Posted September. 13, 2005 07:33,   

한국어

What cuisine did the kings of old Korean dynasties enjoy at Chuseok, the Korean version of Thanksgiving? According to the Institute of Korean Royal Cuisine, a king used to have a feast similar to a Thanksgiving dinner of the families of his nobles. Song-pyeon (sweet stuffed rice dough cake) and wine, both made from the year’s newly-harvested rice, would be served to his ancestors in morning memorial rites, and his table would be filled with traditional Chuseok cuisine including song-pyeon, taro soup, steamed chicken, pear sujeonggwa (a traditional Korean sweet drink made from ginger, cinnamon, and honey), newly-picked chestnuts, cooked mushrooms, song-i sanjeok, (skewed pine mushrooms and beef), and hwayangjeok (skewed beef and vegetables).

Korean royal Chuseok cuisine is gaining popularity among Americans. At 32nd St. in Manhattan, the restaurant Hangawi (another name for Chuseok) that serves Korean royal cuisine is always filled with American customers who are willing to pay $100 for a meal. This restaurant is a favorite place of celebrities like Gwyneth Paltrow, Richard Gere, and Calvin Klein. Bibimbap, a bowl of rice topped with cooked vegetables, minced meat, and an egg, a dish for ordinary people, has become the most popular Korean food in the world. Former U.S. president Bill Clinton enjoyed a bowl of Bibimbap mixed with spring herbs and spicy red chili paste last February during his visit to Korea.
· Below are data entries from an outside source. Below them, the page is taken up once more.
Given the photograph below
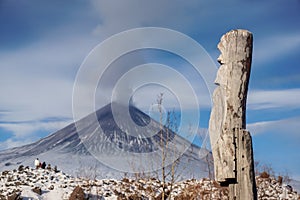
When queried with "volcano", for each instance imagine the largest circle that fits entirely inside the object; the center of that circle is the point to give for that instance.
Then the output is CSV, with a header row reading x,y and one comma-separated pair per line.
x,y
102,146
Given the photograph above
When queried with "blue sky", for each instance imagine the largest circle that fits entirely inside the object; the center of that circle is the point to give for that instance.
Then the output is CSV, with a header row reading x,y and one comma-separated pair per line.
x,y
43,44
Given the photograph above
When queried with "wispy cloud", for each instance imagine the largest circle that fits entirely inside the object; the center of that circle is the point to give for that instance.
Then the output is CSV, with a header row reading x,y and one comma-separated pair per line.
x,y
287,127
268,99
272,47
27,132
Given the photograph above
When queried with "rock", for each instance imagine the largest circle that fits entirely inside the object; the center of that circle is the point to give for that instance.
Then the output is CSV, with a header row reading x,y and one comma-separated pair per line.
x,y
231,142
14,196
77,194
51,187
37,190
21,168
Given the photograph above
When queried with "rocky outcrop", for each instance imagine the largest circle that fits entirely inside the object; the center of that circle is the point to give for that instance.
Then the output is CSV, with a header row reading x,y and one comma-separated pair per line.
x,y
231,142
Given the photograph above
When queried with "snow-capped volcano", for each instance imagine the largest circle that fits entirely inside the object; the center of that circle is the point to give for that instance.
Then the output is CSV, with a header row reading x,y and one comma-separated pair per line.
x,y
107,142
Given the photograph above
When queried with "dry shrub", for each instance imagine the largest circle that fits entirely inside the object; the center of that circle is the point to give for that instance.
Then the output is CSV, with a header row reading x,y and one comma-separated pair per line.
x,y
264,175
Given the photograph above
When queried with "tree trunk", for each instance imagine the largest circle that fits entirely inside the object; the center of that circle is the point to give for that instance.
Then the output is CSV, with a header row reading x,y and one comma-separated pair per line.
x,y
231,143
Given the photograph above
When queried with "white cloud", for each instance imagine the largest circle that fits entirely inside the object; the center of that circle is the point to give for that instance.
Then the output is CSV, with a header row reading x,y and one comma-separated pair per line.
x,y
271,47
269,99
287,127
28,132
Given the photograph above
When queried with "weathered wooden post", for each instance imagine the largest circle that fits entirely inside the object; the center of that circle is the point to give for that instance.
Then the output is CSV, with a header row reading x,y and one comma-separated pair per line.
x,y
231,142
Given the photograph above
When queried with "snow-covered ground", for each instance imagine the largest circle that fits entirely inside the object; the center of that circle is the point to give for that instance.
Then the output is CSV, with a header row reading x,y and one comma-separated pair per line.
x,y
51,185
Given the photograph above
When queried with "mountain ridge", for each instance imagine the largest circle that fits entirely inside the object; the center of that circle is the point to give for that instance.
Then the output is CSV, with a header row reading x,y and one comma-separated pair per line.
x,y
69,150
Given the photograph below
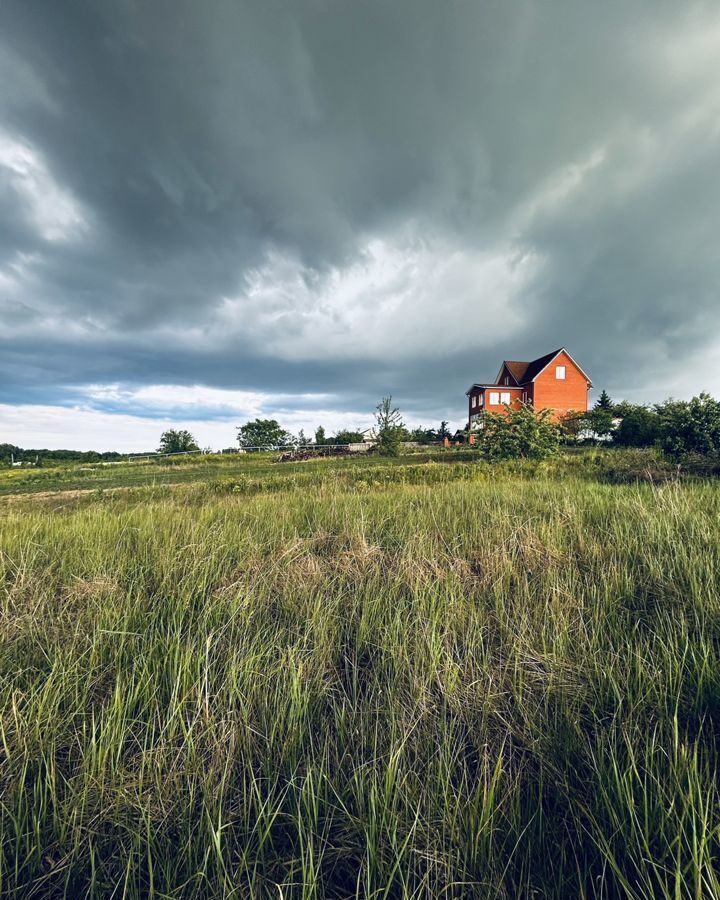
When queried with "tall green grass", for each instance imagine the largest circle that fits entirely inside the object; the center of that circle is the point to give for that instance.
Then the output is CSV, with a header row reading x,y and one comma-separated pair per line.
x,y
481,687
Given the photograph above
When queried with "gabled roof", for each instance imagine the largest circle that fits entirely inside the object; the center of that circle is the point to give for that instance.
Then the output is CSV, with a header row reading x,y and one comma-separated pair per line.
x,y
516,369
535,367
525,372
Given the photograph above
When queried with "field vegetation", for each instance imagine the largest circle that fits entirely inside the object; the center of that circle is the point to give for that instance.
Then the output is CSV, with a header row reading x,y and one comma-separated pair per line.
x,y
427,676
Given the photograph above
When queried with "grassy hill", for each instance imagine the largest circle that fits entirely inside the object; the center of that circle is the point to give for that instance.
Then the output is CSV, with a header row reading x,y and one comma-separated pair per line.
x,y
356,678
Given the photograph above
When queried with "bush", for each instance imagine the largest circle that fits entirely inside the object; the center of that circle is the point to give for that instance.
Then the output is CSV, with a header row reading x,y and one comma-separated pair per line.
x,y
640,427
520,433
690,427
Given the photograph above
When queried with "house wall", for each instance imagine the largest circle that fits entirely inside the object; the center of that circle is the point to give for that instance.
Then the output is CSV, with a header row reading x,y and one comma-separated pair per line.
x,y
558,395
515,400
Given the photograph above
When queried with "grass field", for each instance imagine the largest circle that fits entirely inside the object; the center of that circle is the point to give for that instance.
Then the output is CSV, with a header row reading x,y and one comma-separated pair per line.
x,y
359,679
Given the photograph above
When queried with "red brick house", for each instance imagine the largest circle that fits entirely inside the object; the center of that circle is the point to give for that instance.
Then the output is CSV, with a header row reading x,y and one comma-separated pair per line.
x,y
554,381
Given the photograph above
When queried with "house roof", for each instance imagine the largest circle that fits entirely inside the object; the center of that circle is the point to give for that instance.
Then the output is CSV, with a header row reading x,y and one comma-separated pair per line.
x,y
496,386
525,372
516,369
535,367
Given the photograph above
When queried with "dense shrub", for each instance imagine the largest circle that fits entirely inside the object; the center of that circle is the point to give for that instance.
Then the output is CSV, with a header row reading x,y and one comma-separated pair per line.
x,y
521,433
690,427
640,427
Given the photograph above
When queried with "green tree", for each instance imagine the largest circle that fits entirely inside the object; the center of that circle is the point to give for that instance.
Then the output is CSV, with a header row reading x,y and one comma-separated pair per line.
x,y
690,427
521,433
390,430
600,421
177,441
639,427
265,434
604,401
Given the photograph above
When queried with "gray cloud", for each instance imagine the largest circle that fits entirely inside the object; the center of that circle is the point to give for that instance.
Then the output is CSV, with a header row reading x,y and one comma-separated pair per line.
x,y
353,198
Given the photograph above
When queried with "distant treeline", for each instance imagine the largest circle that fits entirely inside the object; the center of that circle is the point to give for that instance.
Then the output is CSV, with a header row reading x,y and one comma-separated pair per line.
x,y
10,452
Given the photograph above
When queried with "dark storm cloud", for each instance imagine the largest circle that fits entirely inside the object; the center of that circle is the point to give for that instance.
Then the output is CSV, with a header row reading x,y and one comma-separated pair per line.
x,y
353,198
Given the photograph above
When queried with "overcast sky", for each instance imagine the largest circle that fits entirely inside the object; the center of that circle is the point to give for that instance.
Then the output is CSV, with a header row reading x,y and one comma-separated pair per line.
x,y
215,210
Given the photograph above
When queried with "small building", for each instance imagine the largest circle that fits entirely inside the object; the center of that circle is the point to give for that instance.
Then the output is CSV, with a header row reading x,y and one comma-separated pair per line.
x,y
554,381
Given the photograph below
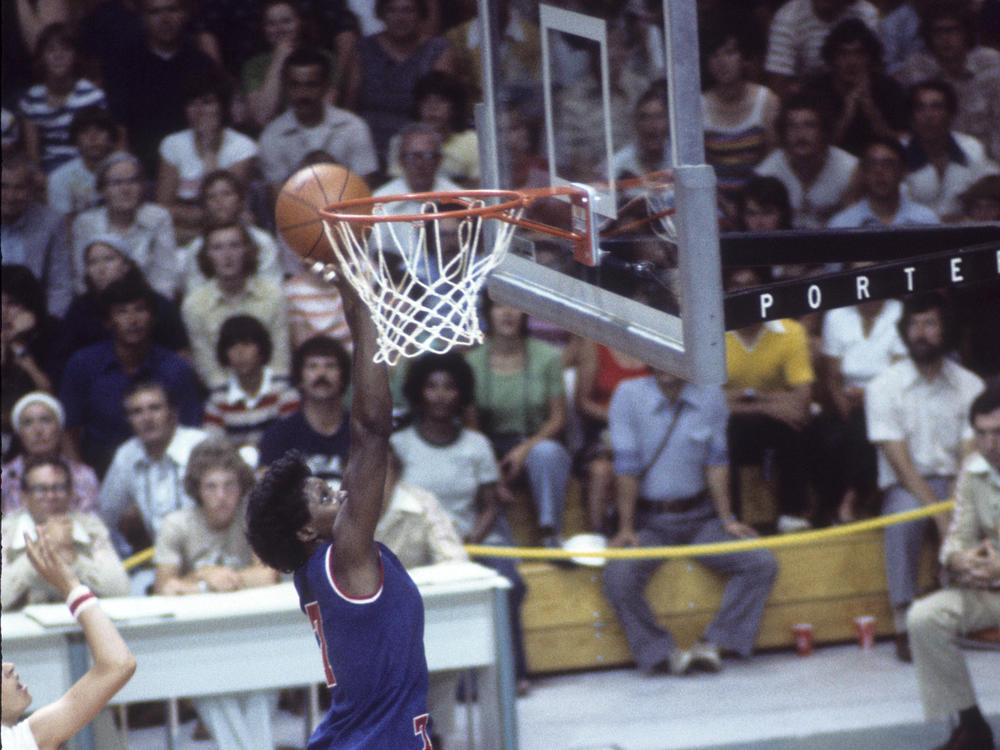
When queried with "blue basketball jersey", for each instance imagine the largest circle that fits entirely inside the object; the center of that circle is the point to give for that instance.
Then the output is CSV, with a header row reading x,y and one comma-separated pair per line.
x,y
373,658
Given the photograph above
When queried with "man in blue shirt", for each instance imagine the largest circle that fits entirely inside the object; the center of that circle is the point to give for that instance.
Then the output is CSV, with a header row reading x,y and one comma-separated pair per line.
x,y
97,377
883,166
364,609
672,487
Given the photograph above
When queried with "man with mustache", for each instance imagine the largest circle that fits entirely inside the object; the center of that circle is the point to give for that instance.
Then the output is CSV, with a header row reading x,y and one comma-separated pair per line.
x,y
971,599
916,412
819,177
310,124
321,372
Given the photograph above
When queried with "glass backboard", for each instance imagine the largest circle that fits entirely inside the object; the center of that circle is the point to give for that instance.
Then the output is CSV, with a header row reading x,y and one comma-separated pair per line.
x,y
614,103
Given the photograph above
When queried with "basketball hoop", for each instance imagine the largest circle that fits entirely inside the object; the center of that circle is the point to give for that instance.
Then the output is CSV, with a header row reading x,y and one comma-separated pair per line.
x,y
420,273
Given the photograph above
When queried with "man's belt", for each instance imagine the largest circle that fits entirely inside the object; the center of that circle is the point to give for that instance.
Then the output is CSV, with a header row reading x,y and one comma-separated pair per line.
x,y
681,505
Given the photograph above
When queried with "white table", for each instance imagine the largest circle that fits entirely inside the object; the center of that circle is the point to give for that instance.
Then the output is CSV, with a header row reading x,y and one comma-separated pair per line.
x,y
259,639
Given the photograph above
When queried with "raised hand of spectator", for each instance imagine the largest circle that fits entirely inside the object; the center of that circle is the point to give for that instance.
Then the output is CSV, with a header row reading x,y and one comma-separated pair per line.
x,y
50,564
58,533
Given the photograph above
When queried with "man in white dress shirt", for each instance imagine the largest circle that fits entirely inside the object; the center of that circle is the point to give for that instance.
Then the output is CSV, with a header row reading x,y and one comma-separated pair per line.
x,y
917,417
146,479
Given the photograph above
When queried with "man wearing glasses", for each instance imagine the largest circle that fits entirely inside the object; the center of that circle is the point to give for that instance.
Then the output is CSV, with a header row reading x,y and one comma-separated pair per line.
x,y
78,537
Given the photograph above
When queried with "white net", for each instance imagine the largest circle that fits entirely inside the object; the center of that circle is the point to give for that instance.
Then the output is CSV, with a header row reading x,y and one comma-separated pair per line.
x,y
421,279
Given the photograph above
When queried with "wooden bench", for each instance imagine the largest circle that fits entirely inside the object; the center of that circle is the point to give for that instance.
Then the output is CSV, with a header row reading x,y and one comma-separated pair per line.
x,y
568,624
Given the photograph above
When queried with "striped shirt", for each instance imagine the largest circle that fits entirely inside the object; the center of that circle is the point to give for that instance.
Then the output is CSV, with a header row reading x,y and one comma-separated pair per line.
x,y
315,308
53,122
244,417
796,35
733,151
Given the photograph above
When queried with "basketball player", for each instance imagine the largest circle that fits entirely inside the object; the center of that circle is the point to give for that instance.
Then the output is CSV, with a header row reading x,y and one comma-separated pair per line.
x,y
365,610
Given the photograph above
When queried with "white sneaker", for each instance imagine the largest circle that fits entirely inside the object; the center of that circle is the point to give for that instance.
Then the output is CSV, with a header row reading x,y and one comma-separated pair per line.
x,y
792,524
680,662
705,655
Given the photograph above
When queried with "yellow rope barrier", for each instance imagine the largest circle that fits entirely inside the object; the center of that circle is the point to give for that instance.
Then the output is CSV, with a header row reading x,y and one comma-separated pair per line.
x,y
138,559
716,548
691,550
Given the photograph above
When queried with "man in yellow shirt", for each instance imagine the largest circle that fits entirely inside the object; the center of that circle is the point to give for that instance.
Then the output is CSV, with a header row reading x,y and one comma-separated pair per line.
x,y
768,393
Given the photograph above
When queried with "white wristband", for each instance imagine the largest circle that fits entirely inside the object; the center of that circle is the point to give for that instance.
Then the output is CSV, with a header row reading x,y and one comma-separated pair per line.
x,y
80,599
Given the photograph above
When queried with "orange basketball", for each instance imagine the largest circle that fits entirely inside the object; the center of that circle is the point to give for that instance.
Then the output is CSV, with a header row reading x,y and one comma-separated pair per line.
x,y
297,209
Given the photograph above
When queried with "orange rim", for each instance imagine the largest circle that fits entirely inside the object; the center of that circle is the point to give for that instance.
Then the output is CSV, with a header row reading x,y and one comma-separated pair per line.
x,y
512,200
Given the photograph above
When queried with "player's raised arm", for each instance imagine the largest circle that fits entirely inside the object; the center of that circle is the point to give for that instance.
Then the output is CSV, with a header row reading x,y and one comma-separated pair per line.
x,y
113,666
355,559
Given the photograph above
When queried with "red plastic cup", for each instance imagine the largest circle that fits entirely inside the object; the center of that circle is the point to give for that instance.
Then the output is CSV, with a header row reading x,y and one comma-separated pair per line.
x,y
865,625
802,633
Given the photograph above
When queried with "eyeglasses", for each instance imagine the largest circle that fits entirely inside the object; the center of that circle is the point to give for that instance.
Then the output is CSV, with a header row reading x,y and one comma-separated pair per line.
x,y
123,181
48,489
421,156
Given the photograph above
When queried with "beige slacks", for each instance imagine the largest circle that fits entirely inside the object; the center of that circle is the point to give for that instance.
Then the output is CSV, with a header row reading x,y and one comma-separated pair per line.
x,y
935,622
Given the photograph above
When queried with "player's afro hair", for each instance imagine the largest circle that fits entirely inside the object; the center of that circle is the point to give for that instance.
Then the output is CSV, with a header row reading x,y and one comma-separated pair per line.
x,y
276,510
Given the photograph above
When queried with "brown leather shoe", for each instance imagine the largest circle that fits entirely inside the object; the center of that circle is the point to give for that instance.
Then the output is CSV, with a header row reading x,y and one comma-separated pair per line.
x,y
903,652
969,738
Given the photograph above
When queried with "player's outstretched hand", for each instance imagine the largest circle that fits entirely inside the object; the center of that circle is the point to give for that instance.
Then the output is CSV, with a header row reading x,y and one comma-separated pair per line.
x,y
50,564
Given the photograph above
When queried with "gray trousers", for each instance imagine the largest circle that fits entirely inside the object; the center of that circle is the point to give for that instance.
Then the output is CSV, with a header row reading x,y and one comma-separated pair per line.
x,y
934,623
548,467
903,541
735,625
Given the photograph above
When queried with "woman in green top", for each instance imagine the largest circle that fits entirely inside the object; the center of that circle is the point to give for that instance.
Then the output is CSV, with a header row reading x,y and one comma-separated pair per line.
x,y
521,397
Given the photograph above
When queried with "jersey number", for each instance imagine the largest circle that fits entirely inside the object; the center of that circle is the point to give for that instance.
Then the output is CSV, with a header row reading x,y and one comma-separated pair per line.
x,y
316,620
420,730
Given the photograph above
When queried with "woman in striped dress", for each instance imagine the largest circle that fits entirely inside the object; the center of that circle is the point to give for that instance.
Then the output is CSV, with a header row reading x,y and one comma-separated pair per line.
x,y
47,108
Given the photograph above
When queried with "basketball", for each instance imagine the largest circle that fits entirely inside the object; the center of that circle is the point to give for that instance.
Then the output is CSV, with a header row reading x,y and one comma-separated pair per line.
x,y
296,212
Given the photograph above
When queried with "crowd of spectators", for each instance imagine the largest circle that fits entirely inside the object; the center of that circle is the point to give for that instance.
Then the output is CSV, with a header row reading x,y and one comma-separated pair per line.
x,y
149,306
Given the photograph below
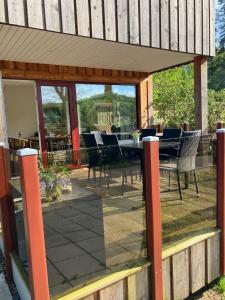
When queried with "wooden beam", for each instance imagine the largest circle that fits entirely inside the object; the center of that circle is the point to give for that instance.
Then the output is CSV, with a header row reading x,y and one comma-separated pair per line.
x,y
201,93
145,103
33,224
153,214
221,195
3,124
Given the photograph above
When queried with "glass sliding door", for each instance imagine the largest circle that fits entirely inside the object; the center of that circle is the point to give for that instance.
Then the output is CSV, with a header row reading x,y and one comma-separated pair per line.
x,y
110,108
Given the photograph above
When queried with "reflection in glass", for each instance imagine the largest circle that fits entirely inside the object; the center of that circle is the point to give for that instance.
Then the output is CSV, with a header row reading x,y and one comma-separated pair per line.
x,y
110,108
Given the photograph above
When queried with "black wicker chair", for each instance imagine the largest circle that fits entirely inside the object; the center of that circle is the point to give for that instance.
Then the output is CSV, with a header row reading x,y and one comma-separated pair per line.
x,y
185,161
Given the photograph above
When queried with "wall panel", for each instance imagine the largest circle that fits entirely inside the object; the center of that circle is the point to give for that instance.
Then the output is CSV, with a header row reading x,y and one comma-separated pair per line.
x,y
134,21
122,18
178,25
155,23
165,25
110,19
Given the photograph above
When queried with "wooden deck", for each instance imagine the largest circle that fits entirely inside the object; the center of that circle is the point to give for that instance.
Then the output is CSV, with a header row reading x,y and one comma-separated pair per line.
x,y
94,232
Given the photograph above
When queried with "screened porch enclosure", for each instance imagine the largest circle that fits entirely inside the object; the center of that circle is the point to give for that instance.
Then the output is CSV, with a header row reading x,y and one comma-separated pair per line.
x,y
52,116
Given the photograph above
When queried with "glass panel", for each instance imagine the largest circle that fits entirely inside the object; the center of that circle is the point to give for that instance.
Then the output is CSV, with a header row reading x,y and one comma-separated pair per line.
x,y
196,168
98,226
16,192
110,108
56,117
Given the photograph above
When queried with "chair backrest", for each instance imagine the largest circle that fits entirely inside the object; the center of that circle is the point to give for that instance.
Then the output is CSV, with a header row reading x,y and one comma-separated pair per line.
x,y
89,140
111,147
18,143
148,132
188,151
171,133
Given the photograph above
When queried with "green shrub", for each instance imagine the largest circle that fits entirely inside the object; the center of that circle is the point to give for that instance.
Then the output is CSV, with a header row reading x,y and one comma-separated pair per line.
x,y
221,285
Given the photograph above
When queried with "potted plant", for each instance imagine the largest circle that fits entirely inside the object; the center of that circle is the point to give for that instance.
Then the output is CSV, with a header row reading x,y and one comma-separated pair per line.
x,y
136,136
54,180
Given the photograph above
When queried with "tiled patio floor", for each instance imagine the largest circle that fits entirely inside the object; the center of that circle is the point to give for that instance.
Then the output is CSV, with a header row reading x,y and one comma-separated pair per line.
x,y
93,232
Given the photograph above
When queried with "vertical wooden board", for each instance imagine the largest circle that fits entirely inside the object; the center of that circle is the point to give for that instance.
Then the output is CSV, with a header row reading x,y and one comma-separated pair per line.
x,y
110,20
213,258
198,27
83,21
197,266
34,13
205,46
155,26
2,11
68,16
16,12
173,25
190,26
134,21
182,25
52,16
122,19
212,27
90,297
165,43
144,22
180,273
142,284
97,19
166,279
116,291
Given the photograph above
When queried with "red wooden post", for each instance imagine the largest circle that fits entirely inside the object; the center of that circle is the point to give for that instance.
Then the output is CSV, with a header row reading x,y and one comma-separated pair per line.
x,y
221,194
33,221
7,213
153,213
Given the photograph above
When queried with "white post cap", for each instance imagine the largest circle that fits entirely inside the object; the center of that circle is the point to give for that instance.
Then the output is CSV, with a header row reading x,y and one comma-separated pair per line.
x,y
26,152
221,130
150,139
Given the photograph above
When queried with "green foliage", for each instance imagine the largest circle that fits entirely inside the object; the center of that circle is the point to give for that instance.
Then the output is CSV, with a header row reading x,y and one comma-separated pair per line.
x,y
174,96
216,71
221,286
122,105
216,107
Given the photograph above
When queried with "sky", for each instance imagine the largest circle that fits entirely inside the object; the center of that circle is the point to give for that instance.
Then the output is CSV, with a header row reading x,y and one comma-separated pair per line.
x,y
86,90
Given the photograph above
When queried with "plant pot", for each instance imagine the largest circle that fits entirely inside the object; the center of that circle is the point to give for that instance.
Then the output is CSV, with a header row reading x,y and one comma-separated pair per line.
x,y
67,188
136,140
54,194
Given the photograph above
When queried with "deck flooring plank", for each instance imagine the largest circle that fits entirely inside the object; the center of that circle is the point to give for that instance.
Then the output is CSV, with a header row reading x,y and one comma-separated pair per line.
x,y
180,273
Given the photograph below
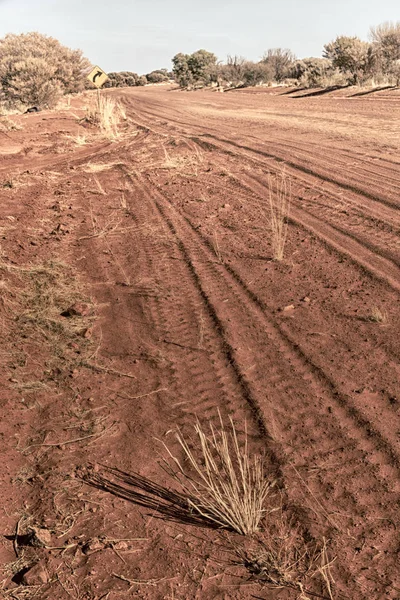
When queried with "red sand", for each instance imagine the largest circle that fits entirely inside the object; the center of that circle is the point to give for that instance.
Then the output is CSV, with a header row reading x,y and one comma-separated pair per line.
x,y
185,314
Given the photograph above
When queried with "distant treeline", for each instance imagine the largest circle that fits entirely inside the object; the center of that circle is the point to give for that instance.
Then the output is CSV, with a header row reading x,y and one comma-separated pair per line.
x,y
129,79
36,69
346,61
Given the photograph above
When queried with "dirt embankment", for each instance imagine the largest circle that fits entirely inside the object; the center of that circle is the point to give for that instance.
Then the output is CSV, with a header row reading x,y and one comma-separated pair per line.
x,y
139,291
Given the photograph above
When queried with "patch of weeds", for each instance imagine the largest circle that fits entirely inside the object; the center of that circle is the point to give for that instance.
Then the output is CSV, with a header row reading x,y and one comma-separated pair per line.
x,y
281,559
39,295
222,481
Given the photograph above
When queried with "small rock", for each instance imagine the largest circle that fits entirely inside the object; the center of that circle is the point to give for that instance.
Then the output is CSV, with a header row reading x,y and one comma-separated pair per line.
x,y
122,545
92,546
36,575
39,538
79,309
288,308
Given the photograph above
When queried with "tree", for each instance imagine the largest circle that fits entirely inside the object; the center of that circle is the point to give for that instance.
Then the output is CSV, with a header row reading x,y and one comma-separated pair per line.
x,y
158,76
183,75
386,48
351,56
36,69
312,72
279,60
124,79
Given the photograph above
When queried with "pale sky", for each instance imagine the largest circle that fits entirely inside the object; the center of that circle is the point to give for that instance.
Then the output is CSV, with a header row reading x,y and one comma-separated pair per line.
x,y
143,35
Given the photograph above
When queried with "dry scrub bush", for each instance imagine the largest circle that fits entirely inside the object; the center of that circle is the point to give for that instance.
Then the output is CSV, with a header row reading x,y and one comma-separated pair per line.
x,y
37,70
225,485
279,204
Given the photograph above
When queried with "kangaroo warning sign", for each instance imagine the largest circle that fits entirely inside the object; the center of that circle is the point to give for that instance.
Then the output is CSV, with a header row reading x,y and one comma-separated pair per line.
x,y
97,76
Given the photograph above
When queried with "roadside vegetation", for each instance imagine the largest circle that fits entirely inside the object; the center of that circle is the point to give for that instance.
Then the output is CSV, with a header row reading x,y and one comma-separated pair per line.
x,y
346,61
36,70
Korean dishes are still much less fashionable than Japanese dishes, however. The global popularity of Japanese cuisine is indebted to the efforts of Japanese chefs, who have been known to “go the extra mile” to promote Japanese cuisine, such as sprinkling olive oil on sashimi to dispel American repulsion to raw fish. “If we can remove the strong smells from Korean food, it could achieve world-wide popularity,” said Lee Jae-hun, a member of the Society of Korean Cuisine Chefs. Fermented bean paste is notorious for its strong smell, but when stir-fried, it retains its flavor while losing the odor. Cooked with pine needle oil, pan-fried food is scented with the subtle aroma of pine trees. Scent can be another attraction for the healthy diet of Korean cuisine.

The Korean Wave, which refers to the increase in popularity of Korean culture in Asian countries, has attracted a lot of international visitors to Korean restaurants. However, out of 17 five-star hotels in Seoul, only five contain Korean restaurants, and those that do are barely making ends meet. Their downfall is attributable to the fact that specialized Korean restaurants elsewhere threaten their position, and that many have failed to develop the management skills adequate for presenting Korean-style meals.

To regain the status of hotel-based Korean restaurants, 24 chefs at the Lotte Hotel in downtown Seoul are developing new menus. The TV drama Daejanggeum, a story about a royal chef in old Korea, was a big hit in many Asian countries. If the chefs in the Lotte Hotel learn lessons from Daejanggeum, Korean hotels will be able to take pride in themselves for making great contributions to the globalization of Korean cuisine.